Net income for the quarter was $5.4 million or $0.21 a share and that compared to $11.4 million or $0.48 per share for the quarter ended March 31. So, let’s look at net investment income inclusive of the TRS income of $0.30 versus EPS of $0.21, and let me walk you through bridge of the $0.09 differential between the two. There are three principal pieces.

The first is, we had a net realized and unrealized loss of $0.01 on the termination of the total return swap. The last page of the presentation that summarizes the inception to conclusion performance of the total return swap and you can see it was quite a successful investment for BDC generating about $3.9 million of total profit, but we experienced a small net loss not including spread payments during the period from quarter end to termination as loan prices fell modestly from March 31 to the termination date. So that’s one piece, we’ve lost $0.01 on the TRS.

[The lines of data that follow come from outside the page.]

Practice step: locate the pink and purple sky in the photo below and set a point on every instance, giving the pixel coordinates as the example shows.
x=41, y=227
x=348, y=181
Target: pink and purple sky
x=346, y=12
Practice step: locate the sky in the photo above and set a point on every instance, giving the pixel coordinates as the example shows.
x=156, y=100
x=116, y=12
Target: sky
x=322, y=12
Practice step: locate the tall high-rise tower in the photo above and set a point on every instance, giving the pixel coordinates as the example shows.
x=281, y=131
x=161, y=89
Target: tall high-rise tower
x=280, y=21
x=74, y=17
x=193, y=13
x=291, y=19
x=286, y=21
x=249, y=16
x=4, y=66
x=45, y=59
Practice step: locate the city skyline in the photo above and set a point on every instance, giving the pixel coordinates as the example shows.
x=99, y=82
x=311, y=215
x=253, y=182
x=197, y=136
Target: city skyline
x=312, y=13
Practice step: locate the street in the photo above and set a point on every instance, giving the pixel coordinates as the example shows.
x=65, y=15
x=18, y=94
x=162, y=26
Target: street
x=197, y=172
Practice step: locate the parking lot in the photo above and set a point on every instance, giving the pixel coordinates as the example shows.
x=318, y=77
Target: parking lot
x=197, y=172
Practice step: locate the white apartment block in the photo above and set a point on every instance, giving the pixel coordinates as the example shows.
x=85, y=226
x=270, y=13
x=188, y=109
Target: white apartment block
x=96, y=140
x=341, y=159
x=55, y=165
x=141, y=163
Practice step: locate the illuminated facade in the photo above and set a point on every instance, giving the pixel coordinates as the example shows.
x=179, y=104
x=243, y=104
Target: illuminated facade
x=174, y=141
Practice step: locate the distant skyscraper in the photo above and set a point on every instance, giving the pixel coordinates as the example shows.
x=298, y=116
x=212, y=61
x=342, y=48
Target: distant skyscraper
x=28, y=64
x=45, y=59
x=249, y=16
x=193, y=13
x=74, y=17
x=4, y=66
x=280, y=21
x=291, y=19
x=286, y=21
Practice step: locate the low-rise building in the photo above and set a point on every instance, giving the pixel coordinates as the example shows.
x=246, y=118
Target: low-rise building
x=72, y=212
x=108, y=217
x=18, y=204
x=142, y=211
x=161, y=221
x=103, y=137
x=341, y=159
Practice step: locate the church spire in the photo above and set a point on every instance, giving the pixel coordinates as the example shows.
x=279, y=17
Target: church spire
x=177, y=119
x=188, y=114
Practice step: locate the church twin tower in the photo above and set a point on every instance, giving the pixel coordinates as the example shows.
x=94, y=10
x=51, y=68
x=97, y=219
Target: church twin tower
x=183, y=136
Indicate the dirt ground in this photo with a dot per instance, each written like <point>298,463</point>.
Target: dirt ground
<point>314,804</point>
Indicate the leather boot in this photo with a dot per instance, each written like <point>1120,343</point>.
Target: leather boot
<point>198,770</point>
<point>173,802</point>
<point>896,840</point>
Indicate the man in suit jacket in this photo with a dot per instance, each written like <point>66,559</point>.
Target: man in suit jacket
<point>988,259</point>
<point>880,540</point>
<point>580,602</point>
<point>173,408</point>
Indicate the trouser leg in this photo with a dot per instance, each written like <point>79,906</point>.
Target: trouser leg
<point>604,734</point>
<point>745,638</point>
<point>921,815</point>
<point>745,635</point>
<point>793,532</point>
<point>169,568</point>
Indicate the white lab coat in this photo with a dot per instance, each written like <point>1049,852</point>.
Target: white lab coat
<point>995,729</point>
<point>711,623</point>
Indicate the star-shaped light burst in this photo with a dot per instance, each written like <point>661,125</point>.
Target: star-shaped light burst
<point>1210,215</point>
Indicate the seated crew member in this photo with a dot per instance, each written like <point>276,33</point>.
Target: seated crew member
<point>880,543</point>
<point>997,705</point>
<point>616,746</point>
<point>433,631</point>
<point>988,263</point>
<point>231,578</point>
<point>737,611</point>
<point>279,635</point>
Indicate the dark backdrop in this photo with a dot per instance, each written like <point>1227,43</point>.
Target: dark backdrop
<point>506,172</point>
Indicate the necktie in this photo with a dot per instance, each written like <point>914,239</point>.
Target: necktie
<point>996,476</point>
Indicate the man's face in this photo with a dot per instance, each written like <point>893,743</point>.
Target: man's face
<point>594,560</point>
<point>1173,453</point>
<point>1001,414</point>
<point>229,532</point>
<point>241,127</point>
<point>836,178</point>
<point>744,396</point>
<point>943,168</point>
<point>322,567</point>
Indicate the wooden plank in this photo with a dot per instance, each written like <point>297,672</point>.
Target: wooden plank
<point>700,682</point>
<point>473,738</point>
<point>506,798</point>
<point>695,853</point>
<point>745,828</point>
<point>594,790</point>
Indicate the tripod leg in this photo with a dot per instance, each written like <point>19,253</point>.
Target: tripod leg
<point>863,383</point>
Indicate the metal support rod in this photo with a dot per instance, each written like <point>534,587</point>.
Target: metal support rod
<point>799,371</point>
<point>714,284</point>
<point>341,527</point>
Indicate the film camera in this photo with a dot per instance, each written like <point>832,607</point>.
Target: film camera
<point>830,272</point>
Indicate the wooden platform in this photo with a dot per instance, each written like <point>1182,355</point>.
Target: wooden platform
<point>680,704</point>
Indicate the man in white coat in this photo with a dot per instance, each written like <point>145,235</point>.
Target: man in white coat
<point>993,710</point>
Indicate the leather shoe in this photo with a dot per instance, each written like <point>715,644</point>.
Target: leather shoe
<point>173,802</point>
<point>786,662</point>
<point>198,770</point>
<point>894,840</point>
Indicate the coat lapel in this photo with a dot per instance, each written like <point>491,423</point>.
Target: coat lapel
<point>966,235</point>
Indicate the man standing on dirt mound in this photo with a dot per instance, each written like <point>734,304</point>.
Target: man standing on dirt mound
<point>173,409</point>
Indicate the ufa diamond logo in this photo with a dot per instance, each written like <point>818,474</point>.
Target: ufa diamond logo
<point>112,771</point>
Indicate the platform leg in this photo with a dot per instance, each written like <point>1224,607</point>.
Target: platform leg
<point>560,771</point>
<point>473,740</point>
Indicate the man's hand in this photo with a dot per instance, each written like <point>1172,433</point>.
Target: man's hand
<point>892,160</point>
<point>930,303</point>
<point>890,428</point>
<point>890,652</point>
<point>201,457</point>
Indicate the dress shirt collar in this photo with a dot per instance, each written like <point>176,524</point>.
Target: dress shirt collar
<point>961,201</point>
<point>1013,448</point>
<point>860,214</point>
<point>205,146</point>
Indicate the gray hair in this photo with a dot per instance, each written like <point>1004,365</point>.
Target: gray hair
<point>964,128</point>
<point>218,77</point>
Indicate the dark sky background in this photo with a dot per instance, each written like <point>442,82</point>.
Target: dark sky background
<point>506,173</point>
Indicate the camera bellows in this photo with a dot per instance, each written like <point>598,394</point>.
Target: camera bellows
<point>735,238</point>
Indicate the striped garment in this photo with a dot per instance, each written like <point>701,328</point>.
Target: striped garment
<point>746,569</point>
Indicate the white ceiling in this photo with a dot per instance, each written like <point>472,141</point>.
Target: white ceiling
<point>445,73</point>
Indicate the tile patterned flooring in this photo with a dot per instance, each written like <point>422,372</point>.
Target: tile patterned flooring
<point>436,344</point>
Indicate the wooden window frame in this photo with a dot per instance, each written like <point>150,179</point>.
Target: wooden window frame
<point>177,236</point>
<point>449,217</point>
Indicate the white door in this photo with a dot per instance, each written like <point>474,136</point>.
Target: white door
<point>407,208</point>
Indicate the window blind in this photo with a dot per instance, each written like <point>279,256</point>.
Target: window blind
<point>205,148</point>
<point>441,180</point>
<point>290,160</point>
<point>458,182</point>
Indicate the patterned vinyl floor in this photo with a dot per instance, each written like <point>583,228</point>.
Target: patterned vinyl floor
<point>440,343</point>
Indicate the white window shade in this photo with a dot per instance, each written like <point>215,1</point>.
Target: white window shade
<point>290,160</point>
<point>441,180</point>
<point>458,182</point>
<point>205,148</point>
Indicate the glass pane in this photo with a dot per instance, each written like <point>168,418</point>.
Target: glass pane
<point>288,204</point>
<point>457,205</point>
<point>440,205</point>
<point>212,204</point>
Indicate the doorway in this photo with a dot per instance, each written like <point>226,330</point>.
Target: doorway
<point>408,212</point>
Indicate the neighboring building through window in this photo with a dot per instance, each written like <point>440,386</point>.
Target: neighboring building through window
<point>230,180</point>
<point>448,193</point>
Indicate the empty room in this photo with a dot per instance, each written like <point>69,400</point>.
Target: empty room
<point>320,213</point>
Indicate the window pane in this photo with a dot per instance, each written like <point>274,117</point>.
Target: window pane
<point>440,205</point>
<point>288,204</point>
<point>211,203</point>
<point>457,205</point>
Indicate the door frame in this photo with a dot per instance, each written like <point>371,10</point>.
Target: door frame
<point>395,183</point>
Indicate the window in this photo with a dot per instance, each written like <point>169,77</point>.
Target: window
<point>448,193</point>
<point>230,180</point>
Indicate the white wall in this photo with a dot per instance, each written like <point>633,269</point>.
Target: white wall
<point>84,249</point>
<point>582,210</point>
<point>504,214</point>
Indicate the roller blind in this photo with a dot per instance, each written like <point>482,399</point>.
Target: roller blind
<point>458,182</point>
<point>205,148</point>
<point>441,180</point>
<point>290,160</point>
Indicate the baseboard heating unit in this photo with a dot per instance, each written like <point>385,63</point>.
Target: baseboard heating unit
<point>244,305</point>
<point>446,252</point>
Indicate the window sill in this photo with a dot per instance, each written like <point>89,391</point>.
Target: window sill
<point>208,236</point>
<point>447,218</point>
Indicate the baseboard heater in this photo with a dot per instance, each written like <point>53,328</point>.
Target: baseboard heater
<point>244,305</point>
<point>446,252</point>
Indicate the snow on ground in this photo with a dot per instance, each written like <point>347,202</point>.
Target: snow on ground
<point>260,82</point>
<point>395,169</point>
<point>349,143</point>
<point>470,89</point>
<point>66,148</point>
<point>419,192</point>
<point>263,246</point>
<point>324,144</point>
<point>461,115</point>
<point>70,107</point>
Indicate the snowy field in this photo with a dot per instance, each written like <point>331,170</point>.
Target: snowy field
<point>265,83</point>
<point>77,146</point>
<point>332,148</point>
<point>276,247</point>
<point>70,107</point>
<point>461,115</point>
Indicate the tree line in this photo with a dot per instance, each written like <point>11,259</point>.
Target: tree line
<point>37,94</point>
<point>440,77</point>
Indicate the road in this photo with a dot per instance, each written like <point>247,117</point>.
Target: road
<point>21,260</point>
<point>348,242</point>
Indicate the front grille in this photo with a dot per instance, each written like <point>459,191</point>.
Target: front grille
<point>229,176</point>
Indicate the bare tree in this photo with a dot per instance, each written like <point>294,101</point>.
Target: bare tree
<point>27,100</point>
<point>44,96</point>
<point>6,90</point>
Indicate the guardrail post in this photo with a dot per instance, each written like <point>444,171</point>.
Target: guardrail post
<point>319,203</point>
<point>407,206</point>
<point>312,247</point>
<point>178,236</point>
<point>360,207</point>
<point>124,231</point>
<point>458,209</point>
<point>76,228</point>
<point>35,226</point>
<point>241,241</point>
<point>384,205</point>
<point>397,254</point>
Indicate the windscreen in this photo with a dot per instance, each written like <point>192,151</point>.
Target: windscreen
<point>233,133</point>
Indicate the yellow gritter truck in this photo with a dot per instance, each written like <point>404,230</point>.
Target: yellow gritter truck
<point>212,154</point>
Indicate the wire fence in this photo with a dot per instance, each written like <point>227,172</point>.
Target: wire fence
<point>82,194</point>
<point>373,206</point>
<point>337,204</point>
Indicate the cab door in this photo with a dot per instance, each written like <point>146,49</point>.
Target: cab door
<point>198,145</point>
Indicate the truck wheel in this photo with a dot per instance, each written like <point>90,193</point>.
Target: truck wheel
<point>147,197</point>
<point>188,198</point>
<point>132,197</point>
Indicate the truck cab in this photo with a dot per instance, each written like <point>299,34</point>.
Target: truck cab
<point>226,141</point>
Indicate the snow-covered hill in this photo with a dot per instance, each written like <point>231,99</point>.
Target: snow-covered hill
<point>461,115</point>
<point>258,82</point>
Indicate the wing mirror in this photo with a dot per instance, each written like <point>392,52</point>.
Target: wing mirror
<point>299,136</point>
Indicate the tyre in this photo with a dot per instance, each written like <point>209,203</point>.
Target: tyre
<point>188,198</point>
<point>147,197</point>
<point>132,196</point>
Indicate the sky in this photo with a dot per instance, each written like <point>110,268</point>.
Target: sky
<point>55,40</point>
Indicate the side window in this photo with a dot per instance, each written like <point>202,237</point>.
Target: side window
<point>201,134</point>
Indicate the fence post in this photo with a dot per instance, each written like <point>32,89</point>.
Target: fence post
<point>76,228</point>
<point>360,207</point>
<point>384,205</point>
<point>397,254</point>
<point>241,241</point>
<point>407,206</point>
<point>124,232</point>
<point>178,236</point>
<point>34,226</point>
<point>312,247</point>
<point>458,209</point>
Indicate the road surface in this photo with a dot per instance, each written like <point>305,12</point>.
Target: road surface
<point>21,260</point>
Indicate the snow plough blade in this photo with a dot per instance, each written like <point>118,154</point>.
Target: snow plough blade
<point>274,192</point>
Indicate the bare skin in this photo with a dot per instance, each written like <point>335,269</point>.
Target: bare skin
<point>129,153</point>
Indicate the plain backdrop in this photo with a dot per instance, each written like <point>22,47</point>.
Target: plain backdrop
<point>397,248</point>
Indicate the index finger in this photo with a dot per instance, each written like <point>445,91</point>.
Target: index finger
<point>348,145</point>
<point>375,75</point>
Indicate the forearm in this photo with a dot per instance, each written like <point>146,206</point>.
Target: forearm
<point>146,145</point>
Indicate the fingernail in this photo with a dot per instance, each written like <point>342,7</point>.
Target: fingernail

The second piece is net realized and unrealized losses on investments, that constituted about $800,000 for the quarter or about $0.03 a share and that was primarily the result of a write-down on new non-earning asset. We’ll talk more about that later as well.

And finally, we lost $0.05 of share in net realized and unrealized losses on futures contracts designed to hedge interest rate risk associated with unpriced SBIC debentures. So the three pieces are a penny on the swap, $0.03 on changes in the fair value of investments, and $0.05 on the futures hedge.

I want to spend a minute on the futures head just to make sure everybody understands it. Firstly, I’d say, despite the net loss on the hedge, we still think it was the right thing to do to put this on. Let me remind you why we did it. So the way the SBIC program works, we draw down new SBIC debentures and pay a temporary rate until this June or September or March of each year.

In September and in March, the SBA permanently prices debentures off of then 10-year treasuries. So we drew down to new debentures in April and we didn’t want to take interest rate risk on those debentures until September, so we locked in the then current 10-year treasury rate through a futures contract. The bad news is that the hedge went against this because 10-year treasury yields fell, the good news is that we’ll get the full benefit of that lower rate for the life of the debentures when they become permanently priced in September.

So you’ve heard me say this before, this is a situation where a conservative strategy hedging our interest rate risk resulted in a bid of higher short-term earnings volatility will do that sort of thing all day long.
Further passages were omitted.